自身のキャリアを主体的に形成する際の課題は、「何をしたらいいか」「自分の強み・持ち味・市場価値」が分からない「行動に移せない」「キャリアの選択肢が分からない」

「キャリア自律・キャリアオーナーシップの実態・課題・処方箋」P14

日本人向けのキャリア自律戦略

ここからは自身の経験も踏まえて、課題への対応を書いてみますが、私の基本的なスタンスは「やってみないとわからない」です。
ちなみにこれは2023年調査P41で引用されている考え方(計画的偶発性理論)でもあります。

クランボルツの理論
計画された偶発性(Planned Happenstance)
計画的偶発性理論はゴールを決めないキャリアの考え方
クランボルツ教授がビジネスパーソンとして成功した人のキャリアを調査したところ、そのターニングポイントの8割が、本人の予想しない偶然の出来事によるものだった
<理論のPOINT>
① 予期せぬ出来事がキャリアを左右する
② 偶然の出来事が起きたとき、行動や努力で新たなキャリアにつながる
③ 何か起きるのを待つのではなく、意図的に行動することでチャンスが増える

「キャリア自律・キャリアオーナーシップの実態・課題・処方箋」P41

では、何をしたらいいのか、ですが、それは自分で考えましょう…と書くと堂々巡りなのでオススメとしては「会社・職場の方針や課題に対して何をすべきかを考える」ことです。
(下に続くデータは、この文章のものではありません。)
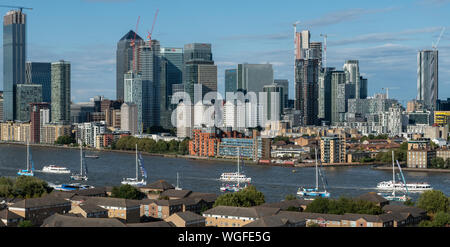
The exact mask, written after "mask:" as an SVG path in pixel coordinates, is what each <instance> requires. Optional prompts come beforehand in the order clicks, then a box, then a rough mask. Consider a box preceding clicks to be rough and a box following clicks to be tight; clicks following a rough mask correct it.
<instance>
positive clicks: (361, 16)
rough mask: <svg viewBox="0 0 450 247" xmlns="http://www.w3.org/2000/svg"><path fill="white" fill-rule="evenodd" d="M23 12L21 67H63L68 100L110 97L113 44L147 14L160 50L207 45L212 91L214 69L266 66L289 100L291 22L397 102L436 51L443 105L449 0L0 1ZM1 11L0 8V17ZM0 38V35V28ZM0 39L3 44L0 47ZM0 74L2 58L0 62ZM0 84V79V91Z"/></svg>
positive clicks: (114, 86) (377, 87) (2, 8)
mask: <svg viewBox="0 0 450 247" xmlns="http://www.w3.org/2000/svg"><path fill="white" fill-rule="evenodd" d="M0 4H4V5H15V6H25V7H30V8H33V10H24V12H25V13H26V14H27V48H26V49H27V61H33V62H52V61H58V60H60V59H64V60H66V61H69V62H70V63H71V66H72V70H71V84H72V85H71V87H72V100H73V101H74V102H85V101H89V99H90V98H92V97H94V96H95V95H103V96H105V97H106V98H109V99H115V96H116V92H115V89H116V46H117V42H118V41H119V40H120V38H121V37H122V36H123V35H125V34H126V33H127V32H128V31H129V30H135V28H136V22H137V20H138V17H139V16H140V23H139V26H138V34H139V35H140V36H141V37H143V38H144V37H146V36H147V31H150V30H151V28H152V23H153V19H154V15H155V12H156V10H157V9H158V10H159V12H158V16H157V20H156V24H155V28H154V31H153V35H152V39H157V40H159V41H160V43H161V47H184V45H185V44H188V43H194V42H200V43H211V44H212V52H213V59H214V61H215V64H217V66H218V88H219V92H223V91H224V74H225V73H224V71H225V69H229V68H235V67H236V65H237V64H239V63H271V64H273V68H274V78H275V79H288V80H289V83H290V90H289V91H290V92H289V96H290V98H292V99H293V98H294V90H293V89H294V43H293V42H294V41H293V36H294V34H293V26H292V23H294V22H296V21H300V24H299V25H298V26H297V29H298V30H305V29H307V30H310V32H311V41H320V42H323V37H321V36H320V34H327V35H328V39H327V43H328V46H327V66H328V67H336V68H337V69H339V70H342V66H343V64H344V62H345V60H350V59H357V60H359V64H360V73H361V74H362V75H363V76H364V77H366V78H368V88H369V95H373V94H375V93H382V92H384V90H383V88H389V97H391V98H396V99H398V100H399V101H400V103H402V104H404V105H405V104H406V102H407V101H409V100H412V99H414V98H415V97H416V94H417V86H416V85H417V52H418V51H419V50H422V49H432V43H433V42H436V41H437V39H438V37H439V35H440V33H441V30H442V28H443V27H445V28H446V32H444V34H443V36H442V38H441V40H440V43H439V46H438V50H439V98H441V99H446V98H447V97H449V98H450V18H449V17H448V15H449V13H450V0H410V1H407V0H397V1H390V0H389V1H388V0H377V1H361V0H341V1H333V0H321V1H310V0H309V1H303V0H293V1H291V0H278V1H273V0H269V1H266V0H245V1H243V0H227V1H219V0H216V1H214V0H191V1H186V0H70V1H67V0H66V1H61V0H39V1H35V0H1V1H0ZM8 10H9V9H8V8H0V13H1V15H2V16H3V15H5V14H6V12H7V11H8ZM0 33H1V34H0V35H3V30H0ZM1 42H3V41H1ZM0 54H1V55H2V57H3V50H0ZM0 63H1V65H0V74H3V59H1V60H0ZM2 88H3V77H2V76H0V90H1V89H2Z"/></svg>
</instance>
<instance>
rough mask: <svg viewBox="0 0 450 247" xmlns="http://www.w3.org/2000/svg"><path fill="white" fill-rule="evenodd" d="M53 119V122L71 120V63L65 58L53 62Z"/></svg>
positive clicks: (51, 111)
mask: <svg viewBox="0 0 450 247" xmlns="http://www.w3.org/2000/svg"><path fill="white" fill-rule="evenodd" d="M51 66H52V68H51V70H52V72H51V75H52V83H51V85H52V93H51V98H52V101H51V119H52V122H53V123H63V124H66V123H69V122H70V100H71V96H70V95H71V94H70V87H71V86H70V63H69V62H67V61H64V60H60V61H59V62H54V63H52V65H51Z"/></svg>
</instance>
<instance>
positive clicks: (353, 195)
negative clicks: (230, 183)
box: [0, 144, 450, 202]
mask: <svg viewBox="0 0 450 247" xmlns="http://www.w3.org/2000/svg"><path fill="white" fill-rule="evenodd" d="M30 149H31V153H32V157H33V161H34V165H35V169H36V172H35V176H36V177H38V178H41V179H43V180H45V181H47V182H50V183H54V184H61V183H72V182H73V181H71V180H70V175H69V174H48V173H42V172H39V170H41V169H42V167H43V166H46V165H51V164H54V165H59V166H65V167H67V168H69V169H70V170H71V171H72V172H76V173H79V171H80V152H79V150H76V149H60V148H49V147H38V146H32V147H31V148H30ZM86 153H87V154H95V155H98V156H99V158H98V159H89V158H87V159H86V162H87V164H88V170H89V180H88V181H86V184H89V185H93V186H97V187H98V186H117V185H120V182H121V181H122V179H123V178H126V177H135V174H136V169H135V167H136V165H135V154H127V153H115V152H100V151H96V152H93V151H87V152H86ZM143 158H144V167H145V168H146V170H147V173H148V180H147V181H148V182H147V184H149V183H151V182H153V181H156V180H159V179H163V180H166V181H167V182H169V183H171V184H174V185H176V182H177V179H176V178H177V172H178V173H179V177H180V179H179V182H180V187H182V188H183V189H189V190H192V191H198V192H208V193H216V194H220V193H221V192H220V191H219V188H220V186H221V182H220V181H218V180H217V179H218V178H219V177H220V174H222V173H223V172H234V171H236V169H237V167H236V164H235V163H231V162H220V161H208V160H190V159H183V158H165V157H158V156H146V155H143ZM25 168H26V146H20V145H9V144H2V145H0V176H10V177H15V176H16V173H17V171H18V170H19V169H25ZM241 169H242V170H244V172H245V174H246V175H247V176H249V177H251V178H252V184H253V185H255V186H256V188H257V189H258V190H259V191H262V192H263V193H264V195H265V198H266V201H267V202H275V201H280V200H283V199H284V197H285V196H286V195H288V194H296V191H297V188H298V187H300V186H306V187H314V186H315V168H314V167H306V168H288V167H276V166H263V165H250V164H244V165H243V166H241ZM293 170H295V171H296V172H295V173H294V172H293ZM322 170H323V173H324V175H325V179H326V182H327V184H328V186H327V189H328V191H329V192H330V193H331V197H333V198H338V197H339V196H349V197H354V196H358V195H361V194H364V193H367V192H370V191H376V185H377V183H378V182H380V181H386V180H391V179H392V171H389V170H386V171H384V170H375V169H371V167H369V166H362V167H327V168H322ZM404 175H405V179H406V181H407V182H428V183H430V185H431V186H432V187H433V188H434V189H437V190H441V191H443V192H444V193H445V194H446V195H447V196H450V173H437V172H405V171H404ZM396 179H397V178H396ZM319 186H322V181H321V180H320V178H319ZM411 196H412V197H413V199H417V198H418V196H419V194H418V193H413V194H411Z"/></svg>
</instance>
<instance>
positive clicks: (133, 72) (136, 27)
mask: <svg viewBox="0 0 450 247" xmlns="http://www.w3.org/2000/svg"><path fill="white" fill-rule="evenodd" d="M140 18H141V17H140V16H138V21H137V23H136V31H135V32H134V38H133V40H132V41H131V43H130V46H131V47H133V73H134V72H135V61H134V60H135V55H134V53H135V47H136V33H137V29H138V26H139V19H140Z"/></svg>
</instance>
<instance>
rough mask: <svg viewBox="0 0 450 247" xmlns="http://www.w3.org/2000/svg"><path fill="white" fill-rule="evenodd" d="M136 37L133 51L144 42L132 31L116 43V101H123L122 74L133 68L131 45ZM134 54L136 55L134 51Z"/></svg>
mask: <svg viewBox="0 0 450 247" xmlns="http://www.w3.org/2000/svg"><path fill="white" fill-rule="evenodd" d="M135 37H136V41H135V50H137V47H139V46H140V45H142V43H143V42H144V40H143V39H142V38H141V37H139V35H137V34H136V33H135V32H134V31H132V30H130V31H129V32H128V33H127V34H125V35H124V36H123V37H122V38H121V39H120V40H119V42H118V43H117V51H116V97H117V99H118V100H123V99H124V96H123V83H124V79H123V78H124V74H125V73H127V72H128V71H129V70H131V69H132V67H133V62H132V60H133V47H132V46H131V43H132V41H133V39H134V38H135ZM135 53H137V52H136V51H135Z"/></svg>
何だよ、結局は会社の言うことに従えってことか、って思われそうですが、これは「会社の指示に従っていれば安定した人生が得られる」という発想とは全く違います。
受け身ではなく、会社・職場の状況に対して「課題と対策を提案していく」という主体的な活動です。
ただし、それは批判ではなく、創造的な働きかけである必要があります。
ここを間違うと誰も話を聞いてくれません。

もちろん「それをそもそもしたいと思えない」「しても100%聞いてくれない」という意見もあると思います。
その場合は環境を変えないと行けないかもしれません。
また、そもそも法律違反をしているケースなどは論外です。

令和の"サービス残業"

具体的な手法として、職場の問題解決に関する情報・書籍は山のようにあります。
以下の書籍などはとっつきやすくてオススメです。

また、ロジカルシンキングや組織内コミュニケーションに関するノウハウも数多く言語化されています。
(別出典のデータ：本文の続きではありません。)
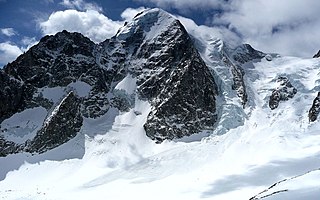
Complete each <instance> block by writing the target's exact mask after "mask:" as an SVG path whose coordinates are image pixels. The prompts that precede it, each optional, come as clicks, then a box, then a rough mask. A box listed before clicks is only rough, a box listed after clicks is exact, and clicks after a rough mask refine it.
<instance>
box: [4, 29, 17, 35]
mask: <svg viewBox="0 0 320 200" xmlns="http://www.w3.org/2000/svg"><path fill="white" fill-rule="evenodd" d="M0 31H1V33H2V34H3V35H6V36H8V37H11V36H14V35H16V34H17V33H16V31H15V30H14V29H13V28H2V29H0Z"/></svg>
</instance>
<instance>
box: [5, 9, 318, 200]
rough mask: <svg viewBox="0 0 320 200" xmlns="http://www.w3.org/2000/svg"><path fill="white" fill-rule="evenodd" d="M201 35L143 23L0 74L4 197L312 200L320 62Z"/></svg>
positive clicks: (145, 13) (72, 37) (62, 39)
mask: <svg viewBox="0 0 320 200" xmlns="http://www.w3.org/2000/svg"><path fill="white" fill-rule="evenodd" d="M196 31H200V30H196ZM195 33H196V32H195ZM195 33H193V34H191V33H188V32H187V31H186V29H185V27H184V26H183V25H182V24H181V22H180V21H179V20H178V19H177V18H176V17H174V16H172V15H170V14H169V13H167V12H165V11H163V10H161V9H147V10H145V11H143V12H141V13H139V14H138V15H136V16H135V17H134V18H133V19H132V21H129V22H126V23H125V24H124V26H123V27H121V28H120V29H119V30H118V32H117V34H116V35H115V36H114V37H112V38H110V39H106V40H105V41H103V42H102V43H100V44H95V43H94V42H92V41H91V40H90V39H89V38H86V37H84V36H83V35H81V34H80V33H70V32H67V31H62V32H59V33H57V34H56V35H53V36H45V37H44V38H42V39H41V40H40V42H39V43H38V44H37V45H35V46H33V47H32V48H30V50H28V51H27V52H25V53H24V54H22V55H21V56H19V57H18V58H17V59H16V60H15V61H13V62H12V63H9V64H8V65H6V66H5V67H4V68H3V69H1V70H0V83H1V84H0V98H1V101H0V123H1V127H0V129H1V132H0V156H1V157H0V165H1V166H3V167H2V169H1V170H0V180H1V181H0V193H1V194H2V195H1V196H3V198H4V199H17V198H24V199H26V198H29V199H75V198H77V199H87V198H90V197H91V198H92V197H93V196H94V197H95V199H105V198H110V199H128V198H140V199H150V198H156V199H165V198H167V199H168V198H173V199H200V198H209V199H264V198H268V199H277V198H280V199H281V198H282V199H293V197H294V198H295V199H312V198H313V197H316V196H318V195H319V191H318V190H317V188H318V186H319V185H320V182H319V181H318V180H320V179H319V178H318V177H319V165H320V162H319V151H318V149H319V144H318V142H316V141H318V140H319V136H320V135H319V133H318V130H319V128H320V126H319V124H318V114H319V112H320V106H319V105H320V104H319V102H320V101H319V85H318V83H319V78H318V76H317V74H318V73H319V67H320V61H319V59H301V58H294V57H285V56H281V55H278V54H275V53H271V54H269V53H264V52H261V51H258V50H255V49H254V48H253V47H252V46H250V45H249V44H239V45H238V46H231V45H230V44H228V42H227V41H223V40H221V39H219V38H217V37H216V36H215V35H205V37H203V36H201V35H202V34H198V35H197V34H195ZM51 173H52V174H51ZM37 174H43V176H42V177H39V176H36V175H37ZM16 182H20V183H21V182H22V183H25V184H24V185H21V186H20V185H19V186H18V185H17V184H16ZM57 182H59V184H56V183H57ZM60 183H61V184H60ZM300 183H304V184H300ZM160 188H161V191H164V192H159V190H160ZM120 189H121V191H122V190H123V191H125V192H121V191H120Z"/></svg>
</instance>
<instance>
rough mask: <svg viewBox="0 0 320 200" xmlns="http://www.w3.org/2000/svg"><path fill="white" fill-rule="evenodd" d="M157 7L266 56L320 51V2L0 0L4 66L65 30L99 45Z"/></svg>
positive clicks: (304, 1) (193, 25) (186, 23)
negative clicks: (76, 32) (265, 55)
mask: <svg viewBox="0 0 320 200" xmlns="http://www.w3.org/2000/svg"><path fill="white" fill-rule="evenodd" d="M153 7H160V8H162V9H164V10H166V11H168V12H170V13H172V14H174V15H176V16H179V19H181V20H183V21H184V24H186V25H190V26H193V28H198V27H199V28H206V29H207V30H209V31H210V30H211V29H212V31H213V32H214V31H216V30H220V32H221V33H222V34H221V35H222V37H223V39H224V40H225V41H226V42H233V41H237V42H241V43H249V44H251V45H252V46H253V47H254V48H256V49H258V50H261V51H263V52H267V53H269V52H272V53H280V54H282V55H290V56H300V57H312V56H313V55H314V54H315V53H316V52H317V51H318V50H319V49H320V39H319V35H320V20H319V19H320V12H319V10H320V1H319V0H303V1H302V0H281V1H279V0H0V67H1V66H3V65H5V64H7V63H8V62H11V61H13V60H15V59H16V57H17V56H18V55H20V54H21V53H23V52H25V51H27V50H28V49H29V48H30V47H31V46H33V45H35V44H36V43H37V42H38V41H39V40H40V39H41V37H43V36H44V35H47V34H55V33H57V32H59V31H62V30H64V29H65V30H68V31H72V32H75V31H76V32H81V33H82V34H84V35H85V36H87V37H89V38H90V39H91V40H93V41H94V42H97V43H98V42H101V41H103V40H105V39H106V38H110V37H112V36H113V35H114V34H115V33H116V31H117V29H118V28H119V27H121V26H122V25H123V23H124V22H125V21H128V20H130V19H131V18H132V17H133V16H134V15H135V14H136V13H138V12H140V11H142V10H143V9H145V8H153Z"/></svg>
ただ、ここで多くの方が思うのは「自分のプライベートの時間を使って、会社・職場の改善のことを考えないといけないの?」ということではないでしょうか。
仕事で疲れているんだから、休みくらいはゆっくりさせてよ、という気持ちは非常にわかります。

しかし、考えなくてはならないのは、「こういう知識・技術はルーチンワークをする中では得られにくい」ということと、「働き方改革・ジョブ型雇用の名の下で自主的に勉強しない人の給料はどんどん減る」ということです(データ無し)。
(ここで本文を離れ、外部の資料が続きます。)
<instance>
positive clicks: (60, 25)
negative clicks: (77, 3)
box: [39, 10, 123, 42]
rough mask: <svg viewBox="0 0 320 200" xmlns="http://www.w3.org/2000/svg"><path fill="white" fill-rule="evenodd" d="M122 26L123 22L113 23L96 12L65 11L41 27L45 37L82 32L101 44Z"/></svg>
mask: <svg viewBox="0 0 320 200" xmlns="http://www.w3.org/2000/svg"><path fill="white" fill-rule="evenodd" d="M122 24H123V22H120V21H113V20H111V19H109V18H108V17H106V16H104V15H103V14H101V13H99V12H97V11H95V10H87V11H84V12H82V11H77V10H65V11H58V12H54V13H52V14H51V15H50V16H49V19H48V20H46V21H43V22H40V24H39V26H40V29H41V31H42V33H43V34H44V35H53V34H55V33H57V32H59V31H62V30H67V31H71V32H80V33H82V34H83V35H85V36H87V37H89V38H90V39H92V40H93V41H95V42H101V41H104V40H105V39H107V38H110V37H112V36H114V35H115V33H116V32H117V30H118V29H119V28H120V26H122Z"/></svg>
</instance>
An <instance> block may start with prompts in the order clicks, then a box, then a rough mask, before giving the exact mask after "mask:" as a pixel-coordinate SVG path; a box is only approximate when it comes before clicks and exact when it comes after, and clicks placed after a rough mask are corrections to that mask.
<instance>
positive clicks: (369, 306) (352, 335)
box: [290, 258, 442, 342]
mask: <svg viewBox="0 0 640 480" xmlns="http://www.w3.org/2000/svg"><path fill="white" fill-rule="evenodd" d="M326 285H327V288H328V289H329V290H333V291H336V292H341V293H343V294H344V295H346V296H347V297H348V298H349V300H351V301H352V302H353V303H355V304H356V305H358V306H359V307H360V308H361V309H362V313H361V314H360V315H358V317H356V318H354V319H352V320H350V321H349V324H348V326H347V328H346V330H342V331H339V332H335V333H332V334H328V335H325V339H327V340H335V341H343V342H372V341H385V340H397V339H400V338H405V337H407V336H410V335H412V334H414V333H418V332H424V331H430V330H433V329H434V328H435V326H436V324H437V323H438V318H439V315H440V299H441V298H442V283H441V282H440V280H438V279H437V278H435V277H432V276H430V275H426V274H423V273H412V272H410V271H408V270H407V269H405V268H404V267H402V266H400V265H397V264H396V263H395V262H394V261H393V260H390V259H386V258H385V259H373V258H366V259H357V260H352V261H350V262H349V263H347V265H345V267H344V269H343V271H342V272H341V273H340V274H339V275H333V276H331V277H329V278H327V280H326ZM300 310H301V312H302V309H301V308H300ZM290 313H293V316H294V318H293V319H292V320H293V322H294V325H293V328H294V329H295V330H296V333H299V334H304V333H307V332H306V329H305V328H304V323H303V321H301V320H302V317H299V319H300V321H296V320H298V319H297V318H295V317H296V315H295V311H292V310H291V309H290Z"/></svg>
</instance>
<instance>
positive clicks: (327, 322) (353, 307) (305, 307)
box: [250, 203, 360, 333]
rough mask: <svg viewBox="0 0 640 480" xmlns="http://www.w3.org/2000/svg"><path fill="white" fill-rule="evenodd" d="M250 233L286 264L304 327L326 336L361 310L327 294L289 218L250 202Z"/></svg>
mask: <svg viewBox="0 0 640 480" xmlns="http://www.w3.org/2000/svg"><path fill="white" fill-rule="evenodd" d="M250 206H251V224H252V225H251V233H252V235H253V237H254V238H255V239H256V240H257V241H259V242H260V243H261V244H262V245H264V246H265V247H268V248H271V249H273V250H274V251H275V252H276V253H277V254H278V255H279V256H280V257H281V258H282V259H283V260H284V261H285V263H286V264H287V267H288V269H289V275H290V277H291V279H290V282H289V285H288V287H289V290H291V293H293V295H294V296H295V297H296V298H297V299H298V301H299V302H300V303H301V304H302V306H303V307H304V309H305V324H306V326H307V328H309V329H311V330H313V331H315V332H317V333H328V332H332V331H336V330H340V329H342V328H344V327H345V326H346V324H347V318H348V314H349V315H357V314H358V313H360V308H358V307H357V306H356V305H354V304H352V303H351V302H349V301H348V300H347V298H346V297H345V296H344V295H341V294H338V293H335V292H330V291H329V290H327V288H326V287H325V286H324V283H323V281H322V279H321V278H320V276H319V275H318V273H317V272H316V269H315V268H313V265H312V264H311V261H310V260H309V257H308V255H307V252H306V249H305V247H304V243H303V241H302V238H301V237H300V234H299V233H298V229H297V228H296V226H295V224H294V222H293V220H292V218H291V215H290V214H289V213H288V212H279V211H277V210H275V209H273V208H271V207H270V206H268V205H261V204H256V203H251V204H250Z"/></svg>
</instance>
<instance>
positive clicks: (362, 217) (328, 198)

よく上の世代の人から聞くのが「以前までは残業がうるさく言われなくて良かった。休日も関係なくお客さんとコミュニケーション取ったり、社内資料で勉強したりして成長できた」的な回顧録です。
労働規制が国際競争力の低下に結びつく的な話は、何となく分かります。

ですが、ここでようやくタイトル回収。
「だったら自分のキャリア自律・スキル向上のために、"サービス残業"しましょう」ということです。
もちろん普通のサービス残業は絶対にダメです。

ここで言いたいのは、業務には直接繋がらないけれども、その学習によって自分のスキルが向上し、結果的に、時間をかけて業務上の成果にもつながる、そういう取り組みのことです。
自分の職場を頭に思い浮かべながら『職場の問題地図』を読んでみる。
『ダークサイド・スキル』を読みながら上司にどう提案を通すのかを考えてみる。

給料をもらうほどではないのですが、完全にプライベートなのか?と言われると、普遍的な回答は私には思いつきません。
なので、その結果が仕事に結びつき、1年後、2年後に給料が上がるまでは、”サービス残業”です。

まとめ

「令和の”サービス残業”」…私の場合、資格の勉強や読書、またこういうnoteを投稿する時間などが当たります。
ちょっと言葉のチョイスが悪いかもしれませんが、個人的には、自己研鑽をモチベートする表現として気に入っています。

一応、補足しておくと、この取り組みが業務指示の場合は当然に業務時間扱いですので、一歩間違うと本当のサービス残業になってしまいます。
そういうものを我慢してやる、という発想でないことはご認識ください。

あとは「プライベートの時に仕事のこと考えたくないよ」って人の方が多いかもしれませんが、そもそも仕事を自分の人生にとってポジティブなものに変えていくことが大事なのではないかと思います。

そのために、会社・職場の中長期的な課題を理解しつつ、期待に応えられる技術を自ら身につけ、提案し、解決に導き、評価してもらい、という良いサイクルを回していくことがキャリア自律だと私は考えています。
「会社・職場」を「顧客」に置き換えると、ビジネスにおいては当たり前のことじゃないですかね。